The Fermi-LAT point of contact for this burst is B. Ahlgren (bjornah@kth.se).

The Fermi-LAT is a pair conversion telescope designed to cover the energy band from 20 MeV to greater 
than 300 GeV. It is the product of an international collaboration between NASA and DOE in the U.S. and 
many scientific institutions across France, Italy, Japan and Sweden.

GCN Circular 19198

Subject
GRB 160314B: Fermi GBM observation
Date
2016-03-16T01:06:32Z (9 years ago)
From
C. Michelle Hui at MSFC/Fermi-GBM <c.m.hui@nasa.gov>
C. M. Hui (NASA/MSFC) report on behalf of the Fermi GBM Team:

At 22:17:53.73 UT on 14 March 2016, the Fermi Gamma-Ray Burst Monitor
triggered and located GRB 160314B (trigger 479686677 / 160314929),
which was also detected by the LAT (G. Vianello et al., GCN 19197). 
GBM triggered on this GRB ~70s after exiting the SAA. 
The GBM on-ground location is consistent with the LAT position.

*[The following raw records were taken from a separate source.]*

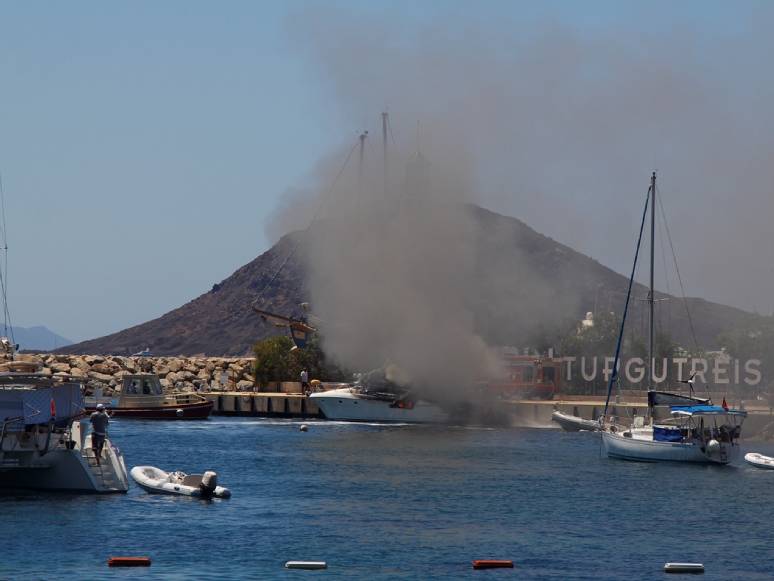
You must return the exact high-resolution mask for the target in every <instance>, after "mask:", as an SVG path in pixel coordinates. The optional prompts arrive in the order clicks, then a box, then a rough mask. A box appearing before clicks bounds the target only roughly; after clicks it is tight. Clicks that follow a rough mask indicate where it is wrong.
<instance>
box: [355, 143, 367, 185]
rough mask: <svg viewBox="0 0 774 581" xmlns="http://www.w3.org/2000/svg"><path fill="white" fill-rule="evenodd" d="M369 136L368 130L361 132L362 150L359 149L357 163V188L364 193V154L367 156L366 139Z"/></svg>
mask: <svg viewBox="0 0 774 581" xmlns="http://www.w3.org/2000/svg"><path fill="white" fill-rule="evenodd" d="M366 137H368V131H363V133H361V134H360V137H359V139H360V150H359V157H358V163H357V189H358V194H359V195H362V193H363V163H364V156H365V139H366Z"/></svg>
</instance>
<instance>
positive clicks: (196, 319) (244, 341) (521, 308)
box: [57, 206, 757, 356]
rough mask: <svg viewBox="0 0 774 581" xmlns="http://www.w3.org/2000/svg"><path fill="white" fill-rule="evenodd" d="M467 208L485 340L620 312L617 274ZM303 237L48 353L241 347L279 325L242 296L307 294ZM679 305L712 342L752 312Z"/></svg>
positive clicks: (319, 224) (163, 351)
mask: <svg viewBox="0 0 774 581" xmlns="http://www.w3.org/2000/svg"><path fill="white" fill-rule="evenodd" d="M468 211H469V212H470V213H471V217H472V219H473V221H474V224H475V225H476V232H477V233H476V236H477V240H476V253H477V255H476V260H477V261H478V263H480V264H486V263H488V262H491V261H492V260H497V263H498V268H499V271H500V272H501V273H502V274H503V276H497V277H491V276H488V277H484V276H482V277H480V280H477V285H478V288H477V292H476V293H475V296H474V298H472V299H471V304H470V305H469V306H470V310H471V311H472V312H473V313H474V314H475V318H476V325H477V327H478V331H479V333H480V334H481V335H482V336H483V337H484V338H485V339H487V341H488V342H489V343H490V344H493V345H516V346H526V345H532V346H536V345H537V344H539V343H541V342H545V341H546V339H547V338H548V339H550V336H551V332H552V330H556V329H558V328H560V327H561V326H562V325H563V324H564V325H565V326H566V323H567V322H568V321H571V320H579V319H581V318H582V317H583V315H584V314H585V313H586V312H587V311H595V310H609V311H616V312H620V311H621V309H622V306H623V301H624V294H625V291H626V287H627V282H628V281H627V278H626V277H625V276H622V275H620V274H618V273H616V272H614V271H612V270H611V269H609V268H607V267H605V266H603V265H602V264H600V263H598V262H597V261H595V260H593V259H591V258H589V257H588V256H585V255H583V254H581V253H579V252H576V251H575V250H573V249H572V248H569V247H568V246H565V245H563V244H559V243H558V242H556V241H554V240H552V239H551V238H548V237H546V236H543V235H542V234H540V233H538V232H536V231H535V230H533V229H532V228H530V227H529V226H527V225H526V224H525V223H523V222H521V221H520V220H518V219H516V218H511V217H507V216H502V215H500V214H496V213H494V212H490V211H488V210H485V209H482V208H480V207H477V206H470V207H469V208H468ZM324 227H325V225H324V224H318V225H316V226H315V228H324ZM313 238H314V228H313V229H311V230H310V231H308V232H306V233H300V232H297V233H293V234H289V235H286V236H285V237H283V238H282V239H281V240H280V241H279V242H278V243H277V244H276V245H275V246H274V247H272V248H271V249H270V250H268V251H267V252H265V253H263V254H261V255H260V256H258V257H257V258H256V259H255V260H253V261H252V262H250V263H248V264H246V265H245V266H243V267H242V268H240V269H239V270H237V271H236V272H235V273H234V274H232V275H231V276H230V277H228V278H227V279H225V280H223V281H222V282H220V283H217V284H215V285H213V287H212V289H211V290H210V291H209V292H207V293H205V294H203V295H201V296H200V297H198V298H196V299H194V300H192V301H190V302H189V303H187V304H185V305H183V306H181V307H179V308H177V309H175V310H173V311H170V312H169V313H167V314H165V315H163V316H162V317H159V318H158V319H154V320H152V321H149V322H147V323H143V324H141V325H137V326H135V327H131V328H129V329H125V330H123V331H120V332H118V333H114V334H112V335H108V336H105V337H100V338H97V339H93V340H90V341H84V342H82V343H77V344H75V345H69V346H67V347H64V348H62V349H59V350H58V351H57V352H58V353H72V354H76V353H77V354H116V355H129V354H132V353H136V352H138V351H141V350H143V349H146V348H149V349H150V351H151V352H152V353H153V354H154V355H204V354H206V355H209V356H240V355H245V354H248V353H249V352H250V350H251V346H252V345H253V344H254V343H255V342H256V341H257V340H259V339H262V338H264V337H267V336H270V335H275V334H278V333H280V332H281V330H279V329H277V328H276V327H274V326H272V325H271V324H269V323H266V322H264V321H262V320H261V318H260V317H258V316H256V315H255V314H254V313H253V311H252V309H251V305H252V304H253V303H254V302H255V301H256V300H257V299H258V298H259V296H260V299H261V300H260V303H261V305H262V308H265V309H267V310H271V311H275V312H280V313H283V314H295V315H298V314H300V313H299V306H298V305H299V304H300V303H301V302H304V301H307V300H309V299H308V294H307V292H306V289H305V288H304V281H305V277H304V265H303V260H302V257H303V256H304V255H305V253H304V251H303V249H304V245H305V244H309V243H313V242H311V240H313ZM283 264H284V266H282V268H281V269H280V266H281V265H283ZM278 271H279V275H277V276H276V279H275V280H273V281H272V277H274V276H275V274H276V273H277V272H278ZM487 272H491V269H487ZM270 281H271V284H270V285H269V287H268V288H267V289H266V291H265V292H264V293H263V294H261V291H262V290H263V289H264V287H266V285H267V284H268V283H269V282H270ZM635 294H636V295H637V296H638V297H644V296H645V294H646V289H644V288H643V287H641V286H639V285H638V286H637V287H636V289H635ZM657 298H664V299H667V300H665V301H663V302H661V301H660V303H659V317H658V322H659V323H660V324H661V325H662V326H663V327H664V328H665V329H668V331H669V333H670V334H671V335H672V337H674V338H675V339H676V340H678V341H680V342H681V343H683V344H685V345H690V344H692V341H691V338H690V330H689V324H688V320H687V318H686V312H685V308H684V305H683V303H682V301H681V300H679V299H674V298H672V297H668V296H666V295H658V296H657ZM504 304H507V308H503V307H502V305H504ZM493 305H498V306H497V307H493ZM688 306H689V309H690V311H691V315H692V317H693V322H694V327H695V329H696V334H697V338H698V341H699V344H700V345H702V346H704V347H707V348H709V347H714V346H716V338H717V336H718V334H719V333H721V332H723V331H727V330H729V329H731V328H734V327H737V326H739V325H741V324H745V323H752V322H753V321H754V320H755V319H756V318H757V316H756V315H753V314H751V313H747V312H745V311H742V310H739V309H735V308H733V307H728V306H725V305H720V304H717V303H711V302H708V301H705V300H702V299H689V300H688ZM643 309H644V302H643V301H635V305H634V308H633V311H632V313H631V315H630V316H631V321H632V322H633V324H634V325H641V322H642V321H643V320H644V319H645V317H643V316H642V313H643Z"/></svg>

The angle from the Fermi LAT boresight at the GBM trigger time 
is 21 degrees.

The GBM light curve shows two peaks with a duration (T90) 
of about 100 s (50-300 keV). The time-averaged spectrum 
from T0-5.6 s to T0+18.9 s is best fit by a power law function 
with an exponential high-energy cutoff.  The power law index 
is -1.19 +/- 0.05 and the cutoff energy, parameterized as Epeak, 
is 954.5 +/- 274.0 keV.

The event fluence (10-1000 keV) in this time interval is
(8.98 +/- 0.34)E-06 erg/cm^2. The 1-sec peak photon flux measured
starting from T0+8.4 s in the 8-1000 keV band
is 3.25 +/- 0.24 ph/s/cm^2.

A Band function fits the spectrum equally well with
Epeak = 848.9 +/- 368.0 keV, alpha = -1.20 +/- 0.06,
and beta = -1.86 +/- 0.22.

The spectral analysis results presented above are preliminary;
final results will be published in the GBM GRB Catalog.